So what can Trump actually do in his first 100 days?
From the moment Donald Trump won the presidential election, people have been wondering what he’ll really do about a large swath of issues, including immigration, health care, abortion, foreign trade, and taxes.
Add student loan debt and college affordability to the list.
Unlike Hillary Clinton, Trump provided little clarity in the campaign about his proposals and thoughts on higher education.
“The best word to describe what he may or may not do is ‘uncertainty’,” said David Levy, editor of Edvisors, a financial aid and scholarship website.
But there’s one thing we do know: Trump likely won’t be proposing tuition-free higher education for millions of students, an agenda item floated by Clinton that the president-elect opposed.
When the new president takes office in January, here are some higher education issues to keep an eye on, based on his campaign talking points and interviews with college financial aid experts Mark Kantrowitz, Reecy Aresty, and Levy.

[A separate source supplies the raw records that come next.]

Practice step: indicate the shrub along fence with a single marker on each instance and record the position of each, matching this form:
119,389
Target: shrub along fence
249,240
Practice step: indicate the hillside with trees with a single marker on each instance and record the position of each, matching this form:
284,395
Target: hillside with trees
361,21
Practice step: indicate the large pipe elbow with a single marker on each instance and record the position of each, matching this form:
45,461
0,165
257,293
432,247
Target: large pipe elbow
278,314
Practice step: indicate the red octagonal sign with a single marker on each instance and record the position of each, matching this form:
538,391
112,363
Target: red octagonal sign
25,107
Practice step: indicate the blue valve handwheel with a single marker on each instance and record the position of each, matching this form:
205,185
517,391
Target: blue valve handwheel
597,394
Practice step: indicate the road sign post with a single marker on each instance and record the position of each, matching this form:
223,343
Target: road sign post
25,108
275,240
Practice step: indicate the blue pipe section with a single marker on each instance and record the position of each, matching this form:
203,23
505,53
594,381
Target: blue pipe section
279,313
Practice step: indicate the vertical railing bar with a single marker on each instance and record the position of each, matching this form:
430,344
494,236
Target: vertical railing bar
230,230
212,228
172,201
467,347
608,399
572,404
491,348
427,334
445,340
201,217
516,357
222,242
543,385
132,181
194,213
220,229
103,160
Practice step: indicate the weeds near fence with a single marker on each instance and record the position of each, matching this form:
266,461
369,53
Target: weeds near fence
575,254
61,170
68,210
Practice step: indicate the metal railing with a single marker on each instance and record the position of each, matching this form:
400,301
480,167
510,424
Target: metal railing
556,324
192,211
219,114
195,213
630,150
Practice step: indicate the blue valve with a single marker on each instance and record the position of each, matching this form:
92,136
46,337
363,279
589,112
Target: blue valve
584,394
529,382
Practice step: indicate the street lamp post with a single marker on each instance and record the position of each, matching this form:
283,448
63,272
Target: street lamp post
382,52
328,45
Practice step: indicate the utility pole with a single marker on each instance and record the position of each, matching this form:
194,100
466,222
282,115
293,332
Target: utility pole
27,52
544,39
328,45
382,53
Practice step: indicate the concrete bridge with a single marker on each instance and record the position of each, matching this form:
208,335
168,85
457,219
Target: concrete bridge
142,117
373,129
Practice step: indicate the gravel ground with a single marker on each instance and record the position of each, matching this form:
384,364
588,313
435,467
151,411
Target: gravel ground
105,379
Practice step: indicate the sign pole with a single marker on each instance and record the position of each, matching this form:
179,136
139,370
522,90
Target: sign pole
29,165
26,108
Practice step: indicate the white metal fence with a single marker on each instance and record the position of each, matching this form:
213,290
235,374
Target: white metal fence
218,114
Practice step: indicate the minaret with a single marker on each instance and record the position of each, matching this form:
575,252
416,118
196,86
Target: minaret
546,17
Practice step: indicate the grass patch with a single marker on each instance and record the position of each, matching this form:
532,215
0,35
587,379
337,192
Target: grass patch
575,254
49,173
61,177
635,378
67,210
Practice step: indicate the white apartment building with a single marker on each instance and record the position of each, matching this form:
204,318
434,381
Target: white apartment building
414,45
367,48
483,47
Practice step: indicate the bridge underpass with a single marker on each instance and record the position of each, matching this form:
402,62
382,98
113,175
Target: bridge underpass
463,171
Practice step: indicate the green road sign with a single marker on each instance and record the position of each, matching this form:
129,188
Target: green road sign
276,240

▪ Privatization. Kantrowitz said Trump has proposed ending the federal government’s Direct Loan program, replacing it with loans originated by banks and financial institutions. Loan eligibility would be based on a student’s future earnings potential, which raises questions about fairness to students earning degrees linked to relatively lower-income occupations.
▪ Loan repayments. Trump has proposed replacing all federal loan repayment plans with a new income-based plan, Levy said. Under the new plan, the monthly payment would be based on 12.5 percent of a borrower’s discretionary income, with forgiveness of the remaining debt after 15 years of repayments. That’s a slight shift from current policy of payments based on 10 percent of a borrower’s income, and loan forgiveness after about 20 years.
▪ Taking on the watchdogs. Trump has said he would consider cutting or shutting down the U.S. Department of Education, although Kantrowitz said those remarks were made in the context of K-12 education. So, it’s unclear whether any policies would apply to higher education and how.
Experts also wondered if Trump will take on the federal Consumer Financial Protection Bureau, the consumer agency created during the Obama administration that’s largely been responsible for policing predatory student loan servicing companies, credit card issuers, and other businesses that touch college students and families.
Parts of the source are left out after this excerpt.